As a 2002 graduate of Brimmer and May, I’m overjoyed to return in my new capacity as a history and journalism teacher.
In these hallways, I first learned to love writing, and also how to hone my craft. I fondly remember productive workshops with my then-AP English teacher, Mrs. Guild, about diction and sentence structure. Mr. Barker-Hook, whom I took Modern United States History with, taught me about concision and clarity, all to boost my analytical prowess.
But since earning my high school diploma, I’ve relied equally upon my theatrical training under Mr. Jacob. From him, I learned about effective public speaking—as well as how to present my ideas and myself. That training has played an enormous role not only in my successful (and growing) public-speaking appearances, but also in how I tackle making my writing relatable and interesting to readers.
Two years ago, I took advantage of those lessons when launching my own education site, Spin Education. The site quickly cemented my credibility, helping me break into writing for Edutopia, The Atlantic, and several publications run by the National Association of Independent Schools—including Independent Teacher Magazine and Independent School Magazine. Later this month, I also have a story appearing in the online version of The New York Times, a piece I wrote with a former student.
To promote my views on self-directed learning, last year I spoke at SXSWedu, one of the world’s largest and hippest education conferences, as well as at the Annual NAIS Conference.

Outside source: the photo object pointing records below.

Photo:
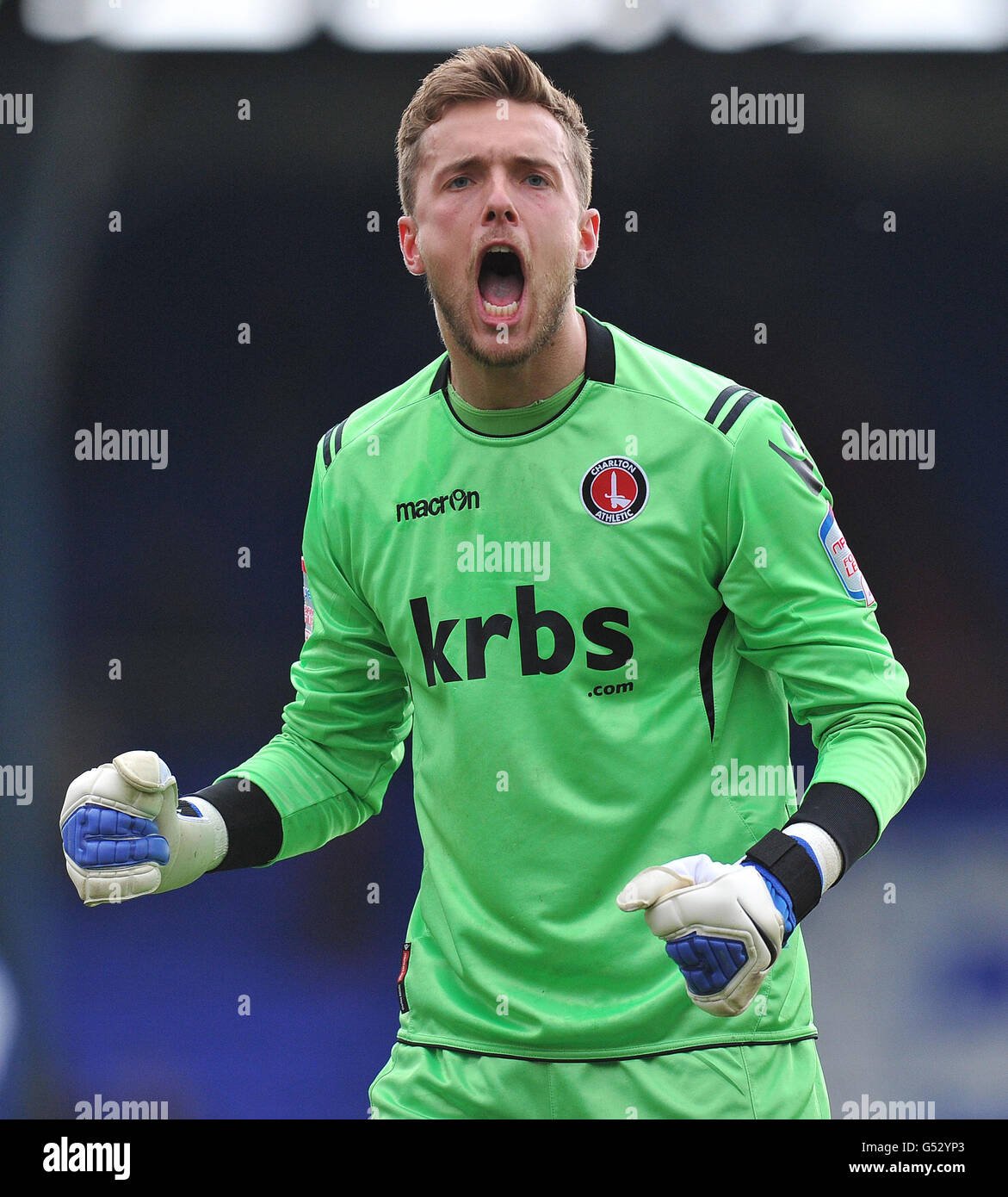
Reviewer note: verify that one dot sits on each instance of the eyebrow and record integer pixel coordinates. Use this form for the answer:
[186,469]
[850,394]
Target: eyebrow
[467,163]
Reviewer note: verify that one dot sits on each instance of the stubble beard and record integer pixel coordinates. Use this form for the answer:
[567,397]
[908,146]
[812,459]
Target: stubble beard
[454,313]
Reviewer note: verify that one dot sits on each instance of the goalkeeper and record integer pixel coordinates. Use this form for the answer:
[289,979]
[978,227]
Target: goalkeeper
[591,579]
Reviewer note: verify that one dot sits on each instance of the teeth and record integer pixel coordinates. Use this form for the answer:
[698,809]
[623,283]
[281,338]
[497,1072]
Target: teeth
[493,310]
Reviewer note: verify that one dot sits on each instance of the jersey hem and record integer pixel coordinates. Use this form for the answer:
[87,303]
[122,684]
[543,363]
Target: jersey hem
[643,1053]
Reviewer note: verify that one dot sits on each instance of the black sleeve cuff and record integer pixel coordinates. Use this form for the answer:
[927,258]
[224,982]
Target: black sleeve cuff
[794,868]
[844,814]
[255,834]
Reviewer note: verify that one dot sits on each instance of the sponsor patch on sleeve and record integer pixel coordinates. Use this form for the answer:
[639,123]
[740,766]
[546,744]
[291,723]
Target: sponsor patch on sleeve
[309,606]
[843,561]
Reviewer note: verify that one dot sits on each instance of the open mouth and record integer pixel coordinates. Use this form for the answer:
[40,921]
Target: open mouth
[501,282]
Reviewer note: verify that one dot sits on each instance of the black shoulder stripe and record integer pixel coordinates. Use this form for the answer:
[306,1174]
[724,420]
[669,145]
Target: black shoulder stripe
[707,663]
[331,443]
[722,399]
[736,411]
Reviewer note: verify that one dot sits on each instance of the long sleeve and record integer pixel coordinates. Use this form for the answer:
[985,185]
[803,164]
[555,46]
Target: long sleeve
[805,611]
[343,734]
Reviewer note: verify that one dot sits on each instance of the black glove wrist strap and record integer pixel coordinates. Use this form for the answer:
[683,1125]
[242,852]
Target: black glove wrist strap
[793,867]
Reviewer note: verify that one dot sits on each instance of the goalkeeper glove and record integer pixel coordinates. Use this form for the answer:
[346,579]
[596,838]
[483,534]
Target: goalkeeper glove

My reporting on comics in the classroom led me to present at the world-famous San Diego Comic Con, and now I’m working with top industry talent to promote education and literacy. I’ve also been invited to speak at several think tanks and workshops.
In large part, I’ve achieved all of this—and in a relatively short amount of time—thanks to my high school teachers. Now, as we venture farther into the 21st century, where digital communication is proving ever more important, I’m honored to share my knowledge with current students. The Gator will teach students not only how to write well, but it will also teach them how to use real-world tools to amplify their voices in a clear, passionate, and captivating manner.
Brimmer and May students have worthwhile, valuable, and change-making ideas—and the world should hear them. As they make their voices heard, it’s my sincere hope that students will quickly find their own successes and make their own connections.
As Spin Education did for me, The Gator will allow students to build their own online credibility, while establishing for them a positive digital footprint. After all, if students don’t take charge of their online presence, somebody else will.